A experiência permitiu que constatássemos o quanto o cotidiano daquela escola já foi modificado. O espaço de aprendizagem deixou de se limitar à sala de aula e outros espaços passaram a ser conquistados: a música tomou conta dos corredores, dos pátios, do refeitório, da biblioteca. As professoras, tão temerosas, receosas para opinar, inovar, mostraram ser capazes de criar, improvisar quando necessário, estimular os alunos, adequar os materiais disponíveis para seus objetivos, buscar novas possibilidades de trabalhar com a música.

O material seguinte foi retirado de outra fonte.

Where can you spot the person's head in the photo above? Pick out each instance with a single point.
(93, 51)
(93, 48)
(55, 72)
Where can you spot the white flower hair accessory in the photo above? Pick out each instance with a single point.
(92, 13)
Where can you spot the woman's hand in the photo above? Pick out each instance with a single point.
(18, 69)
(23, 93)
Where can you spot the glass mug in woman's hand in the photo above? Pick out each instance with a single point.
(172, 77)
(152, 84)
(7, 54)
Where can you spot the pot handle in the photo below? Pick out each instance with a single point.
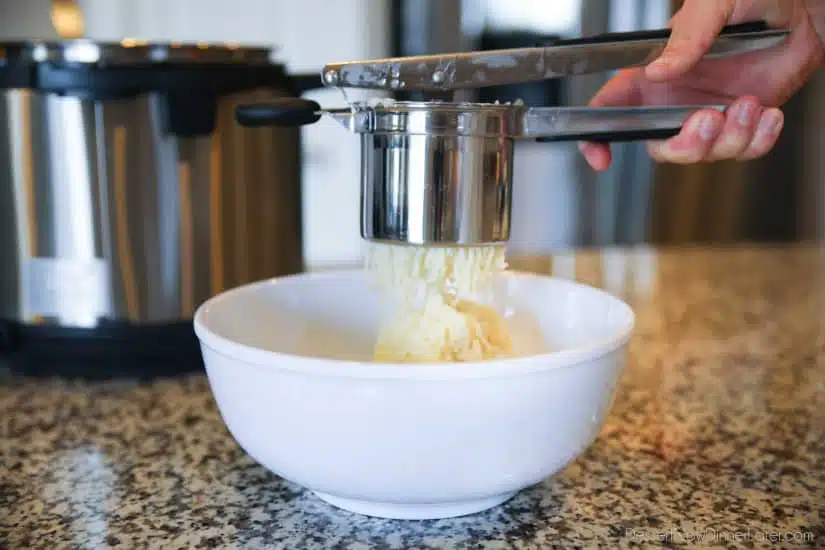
(280, 112)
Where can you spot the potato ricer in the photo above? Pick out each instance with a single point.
(440, 172)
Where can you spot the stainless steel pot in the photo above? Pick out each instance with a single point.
(129, 195)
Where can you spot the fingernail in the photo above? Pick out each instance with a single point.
(771, 123)
(745, 113)
(706, 127)
(660, 64)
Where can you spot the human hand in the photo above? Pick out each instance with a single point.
(753, 85)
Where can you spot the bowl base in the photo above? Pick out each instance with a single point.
(394, 510)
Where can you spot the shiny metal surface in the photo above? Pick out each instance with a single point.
(130, 51)
(557, 122)
(436, 189)
(103, 216)
(441, 173)
(467, 70)
(508, 120)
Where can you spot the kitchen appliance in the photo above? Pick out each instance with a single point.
(129, 196)
(440, 172)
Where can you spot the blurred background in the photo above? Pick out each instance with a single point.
(558, 202)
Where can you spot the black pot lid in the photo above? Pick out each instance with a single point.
(132, 52)
(110, 70)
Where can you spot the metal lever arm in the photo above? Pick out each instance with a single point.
(606, 123)
(465, 70)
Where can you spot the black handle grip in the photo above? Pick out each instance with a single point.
(657, 34)
(281, 112)
(615, 136)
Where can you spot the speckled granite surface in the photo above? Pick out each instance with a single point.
(716, 439)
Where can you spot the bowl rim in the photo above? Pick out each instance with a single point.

As crianças, por sua vez, demonstraram ser capazes de apreciar os momentos dedicados aos ensaios, de interagir no grupo, de se expressarem por meio da voz e do corpo com mais desenvoltura, de se organizarem nas atividades.

Há muito ainda para se feito, também há muito ainda para aprender. No entanto as professoras da EMEB “Antonio Stella Moruzzi” mostraram que o investimento

no professor em atuação é importante e traz inúmeros benefícios para o docente, para o aluno, para o cenário educacional. Limites existem, mas não precisam representar empecilhos. Não pudemos, nem foi nossa intenção preencher todas as lacunas, referentes aos conteúdos musicais, das professoras que conosco participaram na oficina. Isso não ocorre em 15 encontros. Porém, como afirma Paulo Freire (2000),

“A eficácia da educação está em seus limites. Se ela tudo pudesse ou se ela pudesse nada não haveria porque falar de seus limites. Falamos deles precisamente porque, não podendo tudo, pode alguma coisa” (Paulo Freire, 2000:30)

Nossa intenção foi, sim, fazer alguma coisa, despertando novas habilidades, provocando reflexões, proporcionando novas leituras, diálogos, trocas de experiências tendo como conteúdo a música. Com essa experiência, passamos a compreender um pouco melhor o dia-a-dia do professor de ensino fundamental da rede pública, que muitas vezes possui mais de um local de trabalho mas que, apesar do cansaço, se dispõe a conhecer e aprender mais, inovar, experimentar, refletir, modificar sua prática pedagógica, transformando assim o espaço escolar. O programa de formação continuada aplicado mostrou ser um importante instrumento para incentivo para o desenvolvimento da prática reflexiva, possibilitando, também, às professoras, uma nova postura frente ao ensino musical.